Jamil Merrell

No. 60, 51, 91
- Position: Defensive lineman

Personal information
- Born: May 9, 1990 Bear, Delaware, U.S.
- Died: July 7, 2026 (aged 36)
- Listed height: 6 ft 4 in (1.93 m)
- Listed weight: 252 lb (114 kg)

Career information
- High school: Newark (DE) Hodgson Vo-Tech
- College: Rutgers
- NFL draft: 2014: undrafted

Career history
- Brooklyn Bolts (2014); Chicago Bears (2014–2015)*; Los Angeles KISS (2016); Colorado Crush (2017);
- * Offseason or practice squad member only

Career AFL statistics
- Total Tackles: 15
- Sacks: 1
- Fumble recoveries: 2
- Stats at ArenaFan.com
- Stats at Pro Football Reference

= Jamil Merrell =

American football player (1990–2026)

Jamil Merrell (May 9, 1990 – July 7, 2026) was an American football defensive lineman. He played college football at Rutgers University and attended Hodgson Vo-Tech High School in Newark, Delaware.
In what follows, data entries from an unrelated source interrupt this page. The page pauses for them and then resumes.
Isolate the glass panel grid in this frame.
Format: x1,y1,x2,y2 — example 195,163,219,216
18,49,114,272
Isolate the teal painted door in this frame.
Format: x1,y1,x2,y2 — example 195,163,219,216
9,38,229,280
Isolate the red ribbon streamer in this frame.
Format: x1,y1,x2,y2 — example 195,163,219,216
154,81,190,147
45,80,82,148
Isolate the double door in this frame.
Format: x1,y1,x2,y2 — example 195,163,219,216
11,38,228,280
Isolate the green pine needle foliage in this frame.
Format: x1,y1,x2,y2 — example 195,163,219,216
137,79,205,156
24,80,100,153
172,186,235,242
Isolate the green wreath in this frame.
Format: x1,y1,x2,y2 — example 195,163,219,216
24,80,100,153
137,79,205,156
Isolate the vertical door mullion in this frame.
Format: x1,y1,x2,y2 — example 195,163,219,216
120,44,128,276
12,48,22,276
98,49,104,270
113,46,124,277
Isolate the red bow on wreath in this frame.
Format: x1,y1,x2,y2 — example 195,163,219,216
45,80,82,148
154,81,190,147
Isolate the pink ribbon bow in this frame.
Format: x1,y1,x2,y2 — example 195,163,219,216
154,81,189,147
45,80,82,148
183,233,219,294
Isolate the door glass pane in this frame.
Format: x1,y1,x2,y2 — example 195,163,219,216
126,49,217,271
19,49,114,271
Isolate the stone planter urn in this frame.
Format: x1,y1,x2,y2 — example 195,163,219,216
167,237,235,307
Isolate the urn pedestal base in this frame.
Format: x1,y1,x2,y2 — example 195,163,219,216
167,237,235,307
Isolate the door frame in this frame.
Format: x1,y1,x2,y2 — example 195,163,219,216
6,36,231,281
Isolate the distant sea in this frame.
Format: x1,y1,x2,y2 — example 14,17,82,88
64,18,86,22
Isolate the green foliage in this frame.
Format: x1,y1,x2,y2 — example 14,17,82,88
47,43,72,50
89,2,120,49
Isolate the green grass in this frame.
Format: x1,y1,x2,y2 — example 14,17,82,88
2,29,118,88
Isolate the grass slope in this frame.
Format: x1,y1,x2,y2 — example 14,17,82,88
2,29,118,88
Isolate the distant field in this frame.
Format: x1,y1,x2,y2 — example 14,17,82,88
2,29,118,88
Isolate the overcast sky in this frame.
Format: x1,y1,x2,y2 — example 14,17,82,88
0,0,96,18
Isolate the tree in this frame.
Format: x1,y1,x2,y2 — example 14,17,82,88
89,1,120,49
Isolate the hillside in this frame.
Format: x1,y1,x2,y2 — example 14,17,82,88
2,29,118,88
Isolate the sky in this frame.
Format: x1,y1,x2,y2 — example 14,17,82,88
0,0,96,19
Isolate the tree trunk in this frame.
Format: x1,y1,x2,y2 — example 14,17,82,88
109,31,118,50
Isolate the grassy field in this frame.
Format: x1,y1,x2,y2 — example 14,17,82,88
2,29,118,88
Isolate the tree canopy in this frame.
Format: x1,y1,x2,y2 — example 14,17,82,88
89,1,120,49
He was also a member of the Brooklyn Bolts, Chicago Bears, Los Angeles KISS, and Colorado Crush.

==Early life==
Merrell attended Hodgson Vo-Tech High School, where he played with his twin brother Jamal.

==College career==
Merrell played for the Rutgers Scarlet Knights from 2009 to 2013.

==Professional career==

Pre-draft measurables
| Height | Weight | 40-yard dash | 10-yard split | 20-yard split | 20-yard shuttle | Three-cone drill | Vertical jump | Broad jump | Bench press |
| 6 ft 3 in (1.91 m) | 252 lb (114 kg) | 4.90 s | 1.68 s | 2.84 s | 4.58 s | 7.37 s | 28.8 in (0.73 m) | 9 ft 1 in (2.77 m) | 20 reps |
All values from Rutgers Pro Day

===Brooklyn Bolts===
After he attended a tryout for the Chicago Bears, Merrell signed with the Brooklyn Bolts of the Fall Experimental Football League.

===Chicago Bears===
In late November 2014, the Chicago Bears signed Merrell to their practice squad.

===Los Angeles KISS===
Merrell was assigned to the Los Angeles KISS of the Arena Football League for the 2016 season.

===Colorado Crush===
On November 17, 2016, Merrell signed with the Colorado Crush. On March 15, 2017, Merrell was placed on season-ending injured reserve.

==Death==
Merrell died on July 7, 2026, at the age of 36.